The FHS participates in numerous national and international genetic consortia, including the Cohorts for Heart
and Aging Research in Genomic Epidemiology, which
have been responsible for uncovering genetic variations
associated with multiple CVD and non-CVD phenotypes.
In addition, the human exome has been investigated using
the Exome chip, Exome Sequence Project and wholegenome sequencing with high fidelity.8 FHS ‘omics’ data
collected include whole-blood DNA methylation, transcriptomics, microRNA, metabolomics and proteomics.
Embodying collaboration and innovation in genetic studies, the FHS has led several pivotal investigations of the
role of genetics in multiple aspects of CVD.8,18–20 A successful FHS training programme in cardiovascular epidemiology has contributed to the training of a large
number of scientists. In summary, FHS currently is a very
richly phenotyped and genotyped population health laboratory in which novel hypotheses can be tested. It brings
together such a dense array of phenotypes such that it can
be likened to a human phenome project.
In addition to the epidemiological foundations laid by
FHS, the FHS legacy can be seen in the formation of additional epidemiological cohort studies in the wake of FHS
successes. Such cohorts as Atherosclerosis Risk in
Communities and the Cardiovascular Health Study in middle-aged and older adults, respectively, and the MultiEthnic Study of Atherosclerosis created in recent decades,
were designed similarly to the FHS, including longitudinally followed examination cycles and standardized protocols in measures and to define outcomes of interest. These
studies, which have included greater racial and ethnic diversity in their participants, likewise have been critical in
defining epidemiological associations of subclinical CVD.

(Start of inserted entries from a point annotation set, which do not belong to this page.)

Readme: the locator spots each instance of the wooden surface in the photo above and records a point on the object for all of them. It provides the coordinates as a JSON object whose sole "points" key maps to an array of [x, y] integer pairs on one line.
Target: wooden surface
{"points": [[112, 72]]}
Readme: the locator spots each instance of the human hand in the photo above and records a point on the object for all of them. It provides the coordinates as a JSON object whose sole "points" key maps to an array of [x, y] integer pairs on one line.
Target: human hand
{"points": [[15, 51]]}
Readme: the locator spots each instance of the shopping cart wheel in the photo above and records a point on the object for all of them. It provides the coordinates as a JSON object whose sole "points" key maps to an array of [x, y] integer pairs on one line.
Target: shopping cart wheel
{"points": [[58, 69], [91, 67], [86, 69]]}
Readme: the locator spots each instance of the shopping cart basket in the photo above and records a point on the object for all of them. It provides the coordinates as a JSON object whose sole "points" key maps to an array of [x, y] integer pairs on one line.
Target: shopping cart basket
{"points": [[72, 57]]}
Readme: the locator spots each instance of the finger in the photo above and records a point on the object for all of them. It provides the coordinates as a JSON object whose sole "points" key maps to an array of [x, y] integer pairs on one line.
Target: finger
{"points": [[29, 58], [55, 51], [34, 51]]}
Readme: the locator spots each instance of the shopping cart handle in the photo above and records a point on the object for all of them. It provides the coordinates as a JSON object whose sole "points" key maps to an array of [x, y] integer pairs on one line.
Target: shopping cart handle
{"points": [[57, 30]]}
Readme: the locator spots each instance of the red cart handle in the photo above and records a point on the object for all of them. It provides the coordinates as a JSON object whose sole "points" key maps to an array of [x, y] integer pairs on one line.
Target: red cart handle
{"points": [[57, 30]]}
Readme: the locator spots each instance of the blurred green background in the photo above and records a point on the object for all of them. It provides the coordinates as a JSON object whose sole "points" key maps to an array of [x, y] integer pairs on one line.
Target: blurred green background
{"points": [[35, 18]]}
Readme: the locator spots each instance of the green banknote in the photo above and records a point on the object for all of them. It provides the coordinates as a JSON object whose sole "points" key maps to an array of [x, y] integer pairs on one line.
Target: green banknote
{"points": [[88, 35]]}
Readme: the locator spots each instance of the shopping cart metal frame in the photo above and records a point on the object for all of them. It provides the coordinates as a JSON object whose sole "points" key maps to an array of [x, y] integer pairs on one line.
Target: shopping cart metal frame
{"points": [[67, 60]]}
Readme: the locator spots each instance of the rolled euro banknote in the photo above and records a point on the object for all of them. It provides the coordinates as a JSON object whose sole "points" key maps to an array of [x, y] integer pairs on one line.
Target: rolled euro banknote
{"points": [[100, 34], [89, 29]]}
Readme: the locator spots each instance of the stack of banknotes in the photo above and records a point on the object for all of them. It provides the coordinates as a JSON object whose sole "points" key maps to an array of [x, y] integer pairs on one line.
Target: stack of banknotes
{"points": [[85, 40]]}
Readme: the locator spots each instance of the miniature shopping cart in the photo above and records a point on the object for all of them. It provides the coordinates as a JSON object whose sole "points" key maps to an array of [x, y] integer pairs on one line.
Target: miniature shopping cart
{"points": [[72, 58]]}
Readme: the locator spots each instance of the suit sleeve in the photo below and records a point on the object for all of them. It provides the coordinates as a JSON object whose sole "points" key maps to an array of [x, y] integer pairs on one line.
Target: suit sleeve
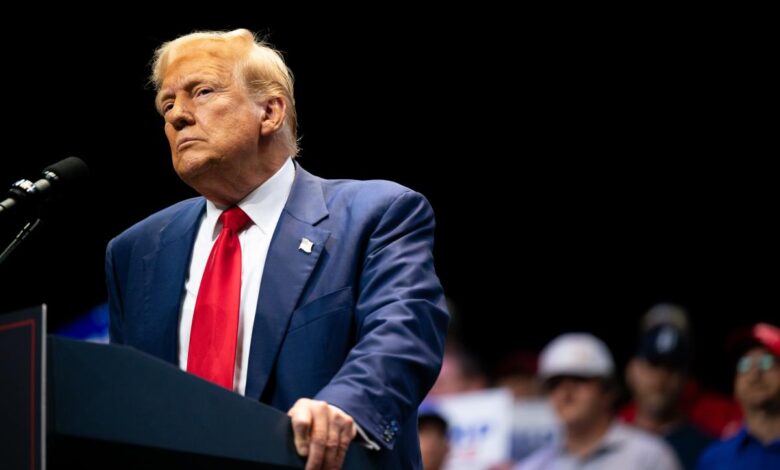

Thus, the legacy of the FHS is far-reaching and the principles established decades ago have only expanded to
greater depths.
Where we are headed
Epidemiological cohort studies including the FHS have led
to dramatic advances in our understanding and reduction
in the prevalence and incidence of CVD in the USA over
the past several decades. Greater amounts of data collected
on individuals, including digital data, e-health data (electronic health record and CMS data), m-health data (collected using mobile devices) and the notion of the
‘quantified self’ may result in greater scientific discoveries.
International Journal of Epidemiology, 2015, Vol. 44, No. 6
Efforts are ongoing to better capture the diversity of the
‘exposome’, including that of the ‘built environment’.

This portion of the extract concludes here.